Using Social Relationships to Determine Spatial Arrangements
An investigation into placing individuals in to groups based on their social interactions
In order to determine how people could be grouped based on social interactions, a set of emails communicated between employees of an architectural firm were chosen. The data collected contains 3662 emails communicated between 1653 emails addresses over a period of time. Each email has the following data attached to it: Body text as an array of words and their counts Sender email, Receiver emails, Subject and CC. This data were converted into objects of a custom email class along with additional aggregated information such as number of words and number of people who received the email. At this stage through anonymization is possible both obfuscation of body text into key words or removed entirely and individuals can be converted into user-id values.
Length of Emails
This corpus does not have enough information to understand in detail the 'nature' and 'use' of each email communication, we set up a simple keyword filter to remove some of the noise in the emails.
The keywords were identified by first getting rid of all junk words using the 'Tokenision' library from the NLTK (Natural Language Toolkit). Then a set of custom words were created to remove some common words specific to emails in general ( eg: http,mailto,subject) and to the particular office (eg: names of individuals, address, salutations). In addition to this all combinations of the employee names were removed as much as possible.
Then we could visualise how the number of keyboards relate to total number of words in an email.
And if we look at the email distribution based on total wordcount versus that of keyword count, we can see that although the number of longer (more than 20 words) emails is significantly higher, the number of emails with more keywords is not that significant.
Recipients of Emails
We could also visualise the lengths of the emails against how many people received them. A lengthy email reaching a lot of people is more likely to be an office wide announcement while a shorter email among a few people could be a project discussion.
We could explore this same concept further by visualising the percentages of email communication among individuals, small groups (less than 5 people) or larger groups of more than 5 people. Based on this data, we could easily see that majority of communication has happened between individuals and small groups while less than 10% of the emails include more than 5 people. Which does suggest that email communications in this context could indicate a strong social (work based) relationship.
Distribution of People
If we do a similar aggregation on people based on number of emails sent and received, we may understand the role of each person within the organisation.

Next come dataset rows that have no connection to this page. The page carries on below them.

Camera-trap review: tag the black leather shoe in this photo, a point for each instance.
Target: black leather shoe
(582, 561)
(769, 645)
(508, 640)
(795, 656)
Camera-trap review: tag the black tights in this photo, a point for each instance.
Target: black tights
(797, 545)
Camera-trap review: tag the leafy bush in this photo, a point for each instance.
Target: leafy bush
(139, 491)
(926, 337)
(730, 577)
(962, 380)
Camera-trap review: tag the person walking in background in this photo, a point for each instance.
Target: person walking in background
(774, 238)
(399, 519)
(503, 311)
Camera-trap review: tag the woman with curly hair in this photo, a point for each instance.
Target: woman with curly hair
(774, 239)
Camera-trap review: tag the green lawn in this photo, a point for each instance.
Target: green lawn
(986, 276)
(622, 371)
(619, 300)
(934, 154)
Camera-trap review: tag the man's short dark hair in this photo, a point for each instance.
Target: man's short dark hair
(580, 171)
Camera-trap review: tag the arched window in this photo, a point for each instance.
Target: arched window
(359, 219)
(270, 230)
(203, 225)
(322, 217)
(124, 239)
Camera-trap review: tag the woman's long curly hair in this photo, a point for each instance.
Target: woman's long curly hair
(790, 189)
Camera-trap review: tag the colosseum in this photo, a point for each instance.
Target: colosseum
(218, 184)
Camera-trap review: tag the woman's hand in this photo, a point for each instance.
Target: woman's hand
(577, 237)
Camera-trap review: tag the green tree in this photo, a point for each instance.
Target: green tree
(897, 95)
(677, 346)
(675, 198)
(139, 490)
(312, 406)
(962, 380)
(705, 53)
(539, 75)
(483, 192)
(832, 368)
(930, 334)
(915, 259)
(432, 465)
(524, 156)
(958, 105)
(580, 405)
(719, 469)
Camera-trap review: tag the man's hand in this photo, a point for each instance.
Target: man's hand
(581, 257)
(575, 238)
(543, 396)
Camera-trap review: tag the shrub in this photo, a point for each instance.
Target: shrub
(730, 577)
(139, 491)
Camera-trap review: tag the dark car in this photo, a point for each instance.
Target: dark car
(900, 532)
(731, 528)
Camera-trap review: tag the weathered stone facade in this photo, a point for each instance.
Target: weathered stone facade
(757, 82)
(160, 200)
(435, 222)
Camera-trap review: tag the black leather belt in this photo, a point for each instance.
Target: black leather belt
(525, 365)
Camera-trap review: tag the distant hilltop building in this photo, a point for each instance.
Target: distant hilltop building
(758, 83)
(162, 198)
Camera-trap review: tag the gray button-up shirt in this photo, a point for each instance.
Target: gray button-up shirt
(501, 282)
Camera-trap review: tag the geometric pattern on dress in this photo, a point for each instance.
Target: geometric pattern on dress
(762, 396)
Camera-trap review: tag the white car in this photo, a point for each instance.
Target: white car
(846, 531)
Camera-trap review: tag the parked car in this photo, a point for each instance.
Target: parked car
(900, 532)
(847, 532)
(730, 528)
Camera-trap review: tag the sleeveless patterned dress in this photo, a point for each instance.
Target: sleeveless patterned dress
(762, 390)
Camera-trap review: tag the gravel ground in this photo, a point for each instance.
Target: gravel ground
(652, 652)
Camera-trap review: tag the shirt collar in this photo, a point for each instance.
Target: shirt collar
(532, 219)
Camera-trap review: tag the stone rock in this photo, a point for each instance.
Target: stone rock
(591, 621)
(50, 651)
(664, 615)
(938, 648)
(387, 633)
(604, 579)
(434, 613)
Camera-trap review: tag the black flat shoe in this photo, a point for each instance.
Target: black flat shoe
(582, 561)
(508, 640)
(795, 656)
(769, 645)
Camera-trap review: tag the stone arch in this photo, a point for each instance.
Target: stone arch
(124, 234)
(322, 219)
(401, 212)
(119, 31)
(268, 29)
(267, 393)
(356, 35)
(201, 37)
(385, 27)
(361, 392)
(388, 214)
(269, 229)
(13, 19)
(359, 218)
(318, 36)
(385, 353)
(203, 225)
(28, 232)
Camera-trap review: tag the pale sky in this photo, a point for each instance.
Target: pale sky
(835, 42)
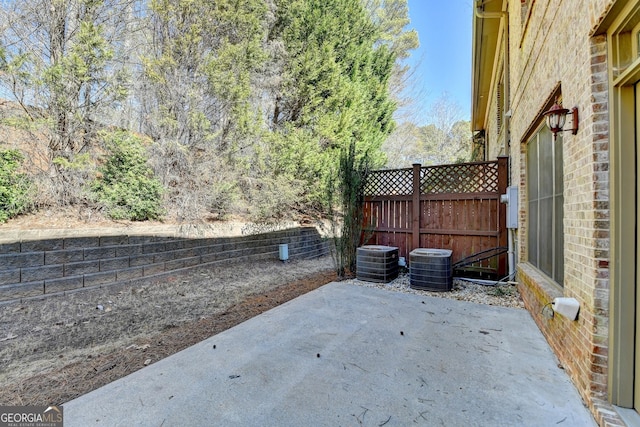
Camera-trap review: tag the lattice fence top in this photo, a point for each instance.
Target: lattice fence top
(389, 182)
(462, 178)
(479, 177)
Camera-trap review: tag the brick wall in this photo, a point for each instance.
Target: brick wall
(35, 268)
(546, 52)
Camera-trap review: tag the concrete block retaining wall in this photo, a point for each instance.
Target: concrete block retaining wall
(34, 268)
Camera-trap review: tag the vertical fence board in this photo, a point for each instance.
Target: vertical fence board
(453, 207)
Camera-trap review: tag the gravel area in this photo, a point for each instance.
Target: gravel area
(502, 294)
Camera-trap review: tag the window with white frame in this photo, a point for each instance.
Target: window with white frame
(545, 235)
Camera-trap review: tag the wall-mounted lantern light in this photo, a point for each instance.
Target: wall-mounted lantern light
(557, 116)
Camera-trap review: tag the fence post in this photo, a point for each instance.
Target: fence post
(415, 225)
(503, 181)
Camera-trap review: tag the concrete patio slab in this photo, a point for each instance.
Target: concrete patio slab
(346, 355)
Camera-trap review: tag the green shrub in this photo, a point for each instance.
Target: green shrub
(128, 188)
(14, 186)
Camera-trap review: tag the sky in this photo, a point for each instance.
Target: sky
(443, 61)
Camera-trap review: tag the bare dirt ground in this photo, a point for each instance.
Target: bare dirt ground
(55, 349)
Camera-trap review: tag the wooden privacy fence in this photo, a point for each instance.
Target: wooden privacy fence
(453, 207)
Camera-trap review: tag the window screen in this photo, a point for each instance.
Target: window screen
(545, 236)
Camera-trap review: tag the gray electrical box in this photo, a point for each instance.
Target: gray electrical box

Generally people within a group would send an receive an equal number of emails due to the forth and back communication.
A higher number of sent and received emails is indicative of a key person who is a leader of a group, or perhaps involved in several projects.
Alternatively, a few people would send more emails than they receive, indicating a coordinator or PA kind of role, or receive more than they send, indicating someone one who might not be engaged too much in group communications.
By banding the people based on number of emails sent or received, we could identify the general trend within the organisation. In this case, for the period given, most people sent less than five emails. While the amount of people who received up to five emails is more than four times of that. This indicates that generally people receive more than they send.
Grouping based on Emails
In order to group people into clusters, we need to break down all the emails into single threads between two people. Once that is done, we could aggregate the total communication between each pair to create a normalised score, where higher score indicates stronger social relatinship.
With this data, it is possible to run a clustering algorithm to create groups of related people. This can then be visualised using a network graph as below. The circles indicate a person coloured according to their group. Each line indicates a direct communication relationship between two people, while their lengths indicate the strengths.
Once we have the network, we could identify the key people based on their 'connectivity degrees', or number of links to unique individuals. Here we have isolated people who are in contact with more than one person (have a degree of more than 1) and re-clustered them into new groups.
Since each email is directional (from a specific person to a specific person), the individual relationships could be better understood by visualising as a matrix graph with people on both axes. The y-axis representing the senders and x-axis, recipients. Below is a matrix graph for people before filtering (the colors follow the same groups). Each grid point represents an existing communication from the person on the y-axis to the person on the x-axis.
We could get a better view by plottong the filtered clusters as below. The colored threads indicate communication within group, while the grey ones show communication between people across groups.
If we sort the graph by groups, we could understand the relationship within and across groups more easily. Those groups with a lot of internal communication tend to have a more symmetric shape while those those groups where a few key people send out most of the emails tend to be more asymmtric.
Some groups tend to have a high internal communication with minimum external communication, while some groups communicate well within and across several groups.
By sorting the graph based on connectivity degrees, we may identify the people who communicate with most people along with who those people are in terms of grouping and their connectivity.
It is also possible to do a similar sorting within each group to analyse who communicates most within their groups and who communicates most across.
Visualising Key People based on Connectivity
Another way to identify key people is to plot the number of emails sent or received by a person against the number of people they are in touch with. Generally, the more people a person communicates with, the more emails they will send or receive.
But as can be seen below, some people communicate a lot with just a handful of people, while a few are in communication with a lot of people, but do not communicate as much.
If we plot a similar graph using the total number of emails (sent and received), then the trend of more communication equals more connectivity is stronger.